When he did get outside, he found that King was unconscious but not yet dead. Peck dragged King’s body out of the cavity, got the door fully open, and pulled him inside.
Still breathing.
Peck walked around the barn, looking at the body. Still breathing. He didn’t want to risk another shot, so finally, impatient, he went over and kicked the wounded man in the head. King sputtered out some blood, and Peck lost it, and kicked him in the head another half-dozen times. That did it and the breathing stopped.
Being a doctor, he also checked for a pulse in King’s neck. Nothing.

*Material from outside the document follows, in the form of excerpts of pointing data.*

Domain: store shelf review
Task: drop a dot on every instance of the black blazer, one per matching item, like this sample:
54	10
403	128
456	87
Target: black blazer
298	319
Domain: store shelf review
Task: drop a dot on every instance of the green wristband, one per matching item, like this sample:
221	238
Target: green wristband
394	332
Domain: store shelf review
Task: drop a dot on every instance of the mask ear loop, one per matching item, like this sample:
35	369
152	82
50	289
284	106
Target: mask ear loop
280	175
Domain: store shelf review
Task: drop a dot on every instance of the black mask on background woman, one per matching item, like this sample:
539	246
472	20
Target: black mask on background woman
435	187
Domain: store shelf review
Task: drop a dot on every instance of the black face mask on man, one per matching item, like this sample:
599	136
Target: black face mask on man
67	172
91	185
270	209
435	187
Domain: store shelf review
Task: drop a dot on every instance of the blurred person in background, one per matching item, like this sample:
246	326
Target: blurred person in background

“I feel much better after the workout,” Peck told Katya. He needed the conversation; a way, he thought, to resolve the situation in his own mind. The big cat stared at him from behind the chain-link fence and didn’t contribute a thing. “You know, you figure out what you have to do and then you execute. That’s so important. Execution is. You have to carry through. A lot of people can’t do that.”
The cat said nothing.
Virgil was working the phones, spreading the word among police agencies about the search for Barry King and the Simonians. He wasn’t getting anywhere, and he had to be content to sit and wait and think about something he might do.
One thing he didn’t do was watch the local television news, where the BCA-meaning him-was getting ripped for not finding the tigers. The talking heads had no suggestions about how that might be done; they simply wanted it done, never mind that the BCA was looking for one or two people in an area with a population of three and a quarter million.
Virgil still believed the tigers were nearby, but he had resigned himself to the idea that they were probably dead. He also had the sense that they weren’t down in somebody’s basement in suburban Woodbury, or any other suburb, because there were too many people around. But where would they be?
In the meantime, following up on a tip from the Simonians themselves, he gave Hamlet Simonian’s phone number to Sandy, who talked to Apple about lost phones, found out how you tracked them, and determined that the phone was moving west out of Denver, down I-70.
“We need to find the guy who’s got it,” Virgil said. “Any ideas would be appreciated.”
“Lots of cars on I-70,” Sandy said. “I don’t think the Colorado highway patrol is going to shut down an interstate and start searching cars for a cell phone.”
“We gotta do something-we need that phone,” Virgil said.
“I can call around,” she said. “I wouldn’t count on getting it.”
“I gotta think,” Virgil said. “I mean, I am thinking, but I’m not coming up with anything.”
–
While they were doing that and Peck was murdering King, Sparkle was sneaking into the Castro canning factory with a woman named Ramona Alvarez. Alvarez’s husband unloaded trucks, while Alvarez worked on the topping line, where open jars coming down a roller track were topped up with pickle slices.
“Not as many people here as I thought,” Sparkle muttered to Alvarez, as Alvarez walked past the time-card rack. She wouldn’t be checking in; the ghost workers didn’t have time cards.
“There are a lot of people here; you don’t see them so much, except down at the loading docks,” Alvarez said in good but heavily accented English. “Here, it’s mostly machines. We got to watch for Stout. If he sees you here, there’ll be lots of trouble. They put you in jail for trespassing.”
The factory, Sparkle thought, looked like what she imagined the inside of a coffeemaker might look like-hot, lots of moving parts, saturated with a wide variety of odors, ranging from fresh cucumber to the smell of the spices and vinegars that made pickles. While the exterior of the place was foreboding, that big dark brick wall, the interior was painted a uniform beige, with a slick easy-wash finish.